Except for Tom Doyle, no figure appears more regularly than Sol LeWitt. In 1966 (the year Hesse appeared in three now-canonical exhibitions: Eccentric Abstraction, Stuffed Expressionism, and Abstract Inflationism) a new piece of hers falls off the wall. Hesse blames herself, writing, “That I let Sol [LeWitt] and Mel [Bochner] help me when neither are technicians is wrong.” Poor Sol. He loved her, and she, seeing him as a father figure, rebuffed him. (“Repulsive” is the word he uses to describe himself during one phone call, after offering a deeper form of companionship.) Instead, he became an emotional handyman of infinite patience.
This book gives a view of Hesse and LeWitt’s relationship, wider than his famous letter to her – a manifesto against doubt that should be hung at the entranceway to every art school, in which he exhorted her to “learn to say ‘fuck you’ to the world once in a while … just stop thinking, worrying, looking over your shoulder … wondering, doubting, fearing, hurting, hoping for some way out … just DO.” Instead, Hesse’s diaries offer us her reflections on their correspondence, as well as one draft of a letter, she sent him: “I trust myself not enough to come through with any one idea … I cannot sustain the desire to work long enough to solve anything … maybe I don’t love it enough to try … how do you believe in something deeply?” There is no immediate response from LeWitt, that we can see. Though later he replies, simply: “art failure is heart failure.”

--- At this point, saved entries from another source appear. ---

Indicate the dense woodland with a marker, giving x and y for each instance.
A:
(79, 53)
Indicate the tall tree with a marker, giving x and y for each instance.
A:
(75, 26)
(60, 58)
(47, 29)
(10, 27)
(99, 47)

Lovable and caring Sol is not the only Sol that appears in this book, however. Meditating on Virginia Woolf’s diaries for The New Yorker, Louis Menand observed that “inside, everyone sounds […] like the same broken record of anxiety and resentment. [and that] We read Woolf’s diaries so that we can see other people through Woolf’s eyes.” Indeed, Hesse’s diaries also show us insecure, needy Sol, whose “dirt is his anxiety, also his need to be correct.” She also shades in Nancy Holt’s personality as pleasant, but with caustic potential. During a dinner party in January 1967, Holt takes Robert Smithson – her husband and ur-male role model of New York artists – down a notch, by reciting a parody of his letters. Mostly, though, these reflections are quick asides, before Hesse gets back to her own anxieties. On page 820, the word “SOLIPSISTIC” appears alone. She knew herself well.
. . .
I was sure that these diaries would peter out far before Hesse’s death from cancer, at thirty-four (largely attributed, but not conclusively connected to, her use of toxic resins, rubbers, and fiberglasses). But, in 1970, we read that she has been saved from a tumor “so enlarged it was tipping my brain over.” At no other time does she transcribe her own “dread” so directly, and never, paradoxically, is she more confident, finding her lack of energy “contrasted by a psychic energy of rebirth.”
In light of epiphanies this intense, should we care that on Sunday, September 9, Hesse experienced a craving for peanut butter? I do. Ordinary desires are desires, still, and it’s “the most banal details” that give time its texture, as Kraus said in a recent conversation with the poet Ariana Reines. It was a “queer sensation to desire a food,” Hesse continues – one that you search out and attain, almost “unaware.” In the original notebooks, Hesse’s stream of consciousness scrawls periodically disappear under winding spirals. In Rosen’s edit, however, text is reduced to serif font, and the scribbles that cross-out finished tasks, to arrow straight lines. Only once does this book offer Hesse’s words, exactly as she wrote them, in a photo reproduction waiting at the back of the book. The lone image is a kind of ellipses, acknowledging the imperfection of transcription.